BioMD: All-atom Generative Model for Biomolecular Dynamics Simulation¶

Conference: ICLR2026
OpenReview: https://openreview.net/forum?id=LQDeJk6NOr
Code: To be confirmed
Area: Computational Biology / Molecular Dynamics / Generative Models / Flow Matching
Keywords: Molecular Dynamics, All-atom Generation, Flow Matching, Protein-Ligand, Dissociation Path

TL;DR¶

BioMD is the first all-atom generative molecular dynamics model for protein-ligand systems. Using a hierarchical flow matching framework of "coarse-grained prediction + fine-grained interpolation," it compresses long-range trajectories (including ligand dissociation paths) that traditionally take hours of MD into tens of seconds, successfully reconstructing dissociation paths for 97.1% of systems in DD-13M.

Background & Motivation¶

Background: Molecular dynamics (MD) simulation is a core tool in computational chemistry and drug discovery. By numerically integrating Newton's equations of motion, it produces trajectories of atoms evolving over time, revealing dynamic information such as conformational ensembles, binding sites, and dissociation channels. Recently, machine learning has begun to serve as an "accelerated surrogate" for MD, with models for generating protein conformational ensembles, neural network potentials trained on quantum data, and high-precision structure predictors like AlphaFold 3.

Limitations of Prior Work: Traditional MD is limited by extreme computational overhead—even with PME reducing complexity to \(O(N\log N)\), force calculation remains the most expensive part. To resolve femtosecond-level high-frequency atomic vibrations, time steps must be extremely small, causing the simulatable physical time to be constrained to very short scales. Biologically meaningful processes (microseconds to milliseconds) are thus almost impossible to sample directly with all-atom MD. While ML methods have progressed, they are generally stuck in two types of limitations: one type (e.g., various conformational ensemble generators) only provides "possible conformations" or final bound states, lacking a time dimension and failing to show dynamical channels between states; the other type attempting to model trajectories often oversimplifies—NeuralMD treats protein atoms as static and only moves the ligand, while MDGen is designed for peptides/proteins and does not handle small molecule ligands.
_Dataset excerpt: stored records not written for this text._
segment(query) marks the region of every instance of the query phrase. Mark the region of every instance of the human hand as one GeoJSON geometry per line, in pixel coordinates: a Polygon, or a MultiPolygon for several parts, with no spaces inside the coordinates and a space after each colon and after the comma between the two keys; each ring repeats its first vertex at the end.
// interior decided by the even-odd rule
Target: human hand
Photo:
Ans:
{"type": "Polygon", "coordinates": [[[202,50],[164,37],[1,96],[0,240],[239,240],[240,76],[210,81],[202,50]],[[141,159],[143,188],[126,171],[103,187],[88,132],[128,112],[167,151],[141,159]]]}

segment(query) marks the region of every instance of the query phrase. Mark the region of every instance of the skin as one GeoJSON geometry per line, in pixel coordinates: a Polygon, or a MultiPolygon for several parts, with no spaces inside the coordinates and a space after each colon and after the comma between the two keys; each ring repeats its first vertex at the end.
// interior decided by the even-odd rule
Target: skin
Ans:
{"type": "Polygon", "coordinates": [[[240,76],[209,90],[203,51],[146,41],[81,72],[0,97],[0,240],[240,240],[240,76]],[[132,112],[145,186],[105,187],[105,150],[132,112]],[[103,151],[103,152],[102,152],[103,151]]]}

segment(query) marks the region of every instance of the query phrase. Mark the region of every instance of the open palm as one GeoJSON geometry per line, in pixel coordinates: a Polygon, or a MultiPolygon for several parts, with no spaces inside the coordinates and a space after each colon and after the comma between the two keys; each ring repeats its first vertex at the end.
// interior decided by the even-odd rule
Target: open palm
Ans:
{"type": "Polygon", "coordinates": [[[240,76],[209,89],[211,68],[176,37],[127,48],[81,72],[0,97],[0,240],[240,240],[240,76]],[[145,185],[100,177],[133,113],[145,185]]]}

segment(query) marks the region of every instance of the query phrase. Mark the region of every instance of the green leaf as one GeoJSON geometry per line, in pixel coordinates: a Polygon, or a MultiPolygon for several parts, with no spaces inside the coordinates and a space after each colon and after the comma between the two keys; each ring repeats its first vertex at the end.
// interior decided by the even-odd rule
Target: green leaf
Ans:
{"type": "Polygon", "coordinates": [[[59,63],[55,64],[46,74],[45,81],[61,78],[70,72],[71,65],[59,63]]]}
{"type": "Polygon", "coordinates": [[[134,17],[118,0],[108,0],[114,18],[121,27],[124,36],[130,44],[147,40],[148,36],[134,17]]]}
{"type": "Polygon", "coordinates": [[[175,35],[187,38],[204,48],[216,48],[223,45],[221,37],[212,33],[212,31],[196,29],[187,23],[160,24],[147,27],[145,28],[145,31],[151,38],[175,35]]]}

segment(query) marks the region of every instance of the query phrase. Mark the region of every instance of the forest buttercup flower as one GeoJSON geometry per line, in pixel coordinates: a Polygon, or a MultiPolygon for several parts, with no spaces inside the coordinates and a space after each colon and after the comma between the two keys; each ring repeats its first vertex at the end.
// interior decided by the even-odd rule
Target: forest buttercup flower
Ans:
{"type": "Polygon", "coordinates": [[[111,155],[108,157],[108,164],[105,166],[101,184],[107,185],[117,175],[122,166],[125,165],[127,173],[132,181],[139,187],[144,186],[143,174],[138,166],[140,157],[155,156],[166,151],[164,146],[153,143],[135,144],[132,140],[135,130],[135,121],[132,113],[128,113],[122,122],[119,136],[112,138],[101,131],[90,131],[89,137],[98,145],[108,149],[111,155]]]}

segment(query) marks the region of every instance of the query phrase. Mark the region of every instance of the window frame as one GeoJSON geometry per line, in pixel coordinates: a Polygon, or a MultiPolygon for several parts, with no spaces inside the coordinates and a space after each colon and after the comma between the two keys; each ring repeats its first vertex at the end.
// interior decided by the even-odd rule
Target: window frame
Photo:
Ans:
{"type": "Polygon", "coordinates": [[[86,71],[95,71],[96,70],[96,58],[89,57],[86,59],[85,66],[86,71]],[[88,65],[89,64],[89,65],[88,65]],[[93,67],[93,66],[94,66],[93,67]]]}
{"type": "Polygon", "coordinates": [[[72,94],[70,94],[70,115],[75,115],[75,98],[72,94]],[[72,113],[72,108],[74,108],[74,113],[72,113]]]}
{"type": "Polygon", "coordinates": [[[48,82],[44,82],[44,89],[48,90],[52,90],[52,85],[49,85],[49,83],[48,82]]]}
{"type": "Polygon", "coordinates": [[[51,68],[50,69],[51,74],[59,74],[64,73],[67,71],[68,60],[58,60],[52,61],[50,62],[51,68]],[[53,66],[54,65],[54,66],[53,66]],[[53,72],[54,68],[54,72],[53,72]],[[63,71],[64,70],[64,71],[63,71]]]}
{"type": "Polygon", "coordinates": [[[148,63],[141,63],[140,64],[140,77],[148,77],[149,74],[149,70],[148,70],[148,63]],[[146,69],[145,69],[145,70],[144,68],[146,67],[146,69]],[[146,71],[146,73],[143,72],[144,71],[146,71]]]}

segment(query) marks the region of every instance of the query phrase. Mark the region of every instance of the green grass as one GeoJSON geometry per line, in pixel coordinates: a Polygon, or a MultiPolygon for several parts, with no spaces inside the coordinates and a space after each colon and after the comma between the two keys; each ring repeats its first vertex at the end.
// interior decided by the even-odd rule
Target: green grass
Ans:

Key Challenge: Generating complete trajectories for protein-ligand complexes is hindered by the complexity of the protein-ligand energy surface and the scarcity of high-quality trajectory training data. Furthermore, direct modeling of long trajectories poses the dual challenges of excessive sequence length and error accumulation.

Key Insight: The authors observe a key fact (Figure 1 in the paper)—at short time scales, conformations remain almost unchanged; significant global motion only appears when the time window is expanded. Therefore, the "large-step evolution" and "local details" of long trajectories can be decoupled.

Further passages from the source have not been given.